Giresun’un Dereli ilçesi Çamlı Köyü Camii’nde imam-hatip olarak misyon yapan Cet Civelek, boş vakitlerinde el yazmasıyla ilgileniyor.
Köyde boş vakitlerinin çok olduğunu söz eden Civelek, namaz vakitleri ortasında ayırdığı vakit diliminde 8 ay içerisinde Kur’an-ı Kerim’i elle yazdı.
Daha öncede 3 defa el yazması Kur’an-ı Kerim denemesi olduğunu belirten Civelek, bundan sonra da yazmaya devam edeceğini söyledi.
“Bu üçüncü denemem daha başarılı bir yazma oldu”
Boş vakitlerini okumanın yanı sıra yazarak pahalandırmak istediği için cüz halinde 30 ciltlik el yazması Kur’an-ı Kerim ortaya çıktığını anlatan Cet Civelek, “Meraklı olduğum çizgi sanatından ötürü Kur’an-ı Kerim’i elde yazmak lise yıllarımdan itibaren merakımdı. Hatta o yıllarda deftere 100 sayfa kadarını yazmıştım lakin derslerin yoğunluğu nedeniyle tamamlayamamıştım. Daha sonraki yıllarda tekrar yazdım lakin bu üçüncü denemem daha başarılı bir yazma oldu.
“8 ay üzere bir müddet içerisinde tamamladım”
Kışın köyde kar altında yapılacak çok fazla bir iş olmadığından yalnızca namaz vakitleri ortasını kıymetlendirerek yaklaşık 8 ay üzere bir mühlet içerisinde tamamladım.

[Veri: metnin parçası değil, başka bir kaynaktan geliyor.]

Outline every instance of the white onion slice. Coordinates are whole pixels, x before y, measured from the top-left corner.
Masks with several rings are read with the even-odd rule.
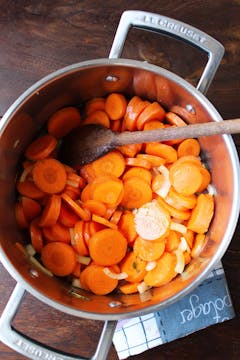
[[[143,294],[145,291],[151,289],[151,286],[148,286],[144,281],[142,281],[138,286],[137,286],[138,292],[139,294]]]
[[[156,267],[157,263],[156,261],[149,261],[145,267],[146,271],[151,271]]]
[[[170,224],[170,229],[180,232],[181,234],[186,234],[187,227],[183,224],[172,221]]]
[[[125,272],[117,274],[117,273],[112,272],[107,267],[103,268],[103,272],[104,272],[105,275],[109,276],[112,279],[116,279],[116,280],[123,280],[123,279],[126,279],[128,277],[128,274],[125,273]]]
[[[185,259],[184,259],[184,255],[183,252],[181,250],[175,250],[174,254],[177,257],[177,263],[175,266],[175,271],[178,274],[181,274],[184,271],[185,268]]]

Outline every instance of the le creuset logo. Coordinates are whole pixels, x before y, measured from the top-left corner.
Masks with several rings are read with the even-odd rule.
[[[187,26],[184,26],[182,24],[178,24],[174,21],[169,21],[168,19],[161,18],[160,16],[149,16],[145,15],[143,18],[143,21],[145,23],[150,24],[156,24],[160,25],[162,28],[166,28],[168,30],[171,30],[173,32],[182,33],[185,34],[186,37],[189,37],[190,39],[193,39],[201,44],[203,44],[206,41],[206,38],[201,36],[198,32],[188,28]]]
[[[21,339],[16,339],[14,342],[19,348],[21,348],[25,354],[33,355],[43,360],[64,360],[64,358],[49,353],[46,350],[39,349],[32,344],[29,344]]]

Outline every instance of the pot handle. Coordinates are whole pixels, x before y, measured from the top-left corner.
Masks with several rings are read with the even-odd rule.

Ölçü olarak ise hafızlık yaptığım Kur’an-ı Kerim’i ebadında yazdım. Bugüne kadar kurşun kalem kullandığım yazmalarımda bundan sonra da divit kalem ve mürekkeple yazmayı istiyorum.” dedi.
“Cemaatime, etrafıma armağan etmeyi düşünüyorum”
Yazmış olduğu el yazması Kur’an-ı Kerim’in baskısını yapmak istediğini de anlatan Civelek, “Bir istek ve merakla başladığım Kur’an-ı Kerim’i her keresinde kendimi daha geliştirerek devam edeceğim. İnşallah el yazmam Diyanet İşleri Başkanlığı Mushafları İnceleme Şurası’ndan basım onayı alırsa hudutlu sayıda bastırıp cemaatime, etrafıma ikram etmeyi düşünüyorum. Etrafımda yalnızca Kur’an-ı Kerim’i okuyan olarak değil, yazan olarak da bir hatıram olsun isterim.” diye konuştu.
“Okur lakin yazmak öteki bir haz duygusu”
Kur’an-ı Kerim’i yazmanın ehemmiyetine de dikkat çeken Civelek, “Herkes Kur’an okur ancak yazmak öteki bir haz duygusu vermektedir. Yazmak için evvel sabır ve istek lazım. Bu da kâfi değil elin yatkın olması da çok değerli yanı marifet de gerekmektedir. Bunlarla bir arada yazarken çok dikkatli olmak gerekmektedir. Yazdığın Allah kelamı olduğu için asla bir kusur kabul etmez. O nedenledir ki herkes okur lakin herkes yazamaz diye düşünüyorum. Bu bahiste herkes yetenekli ve sabırlı olmayabilir doğaldır diye düşünüyorum.” diye konuştu.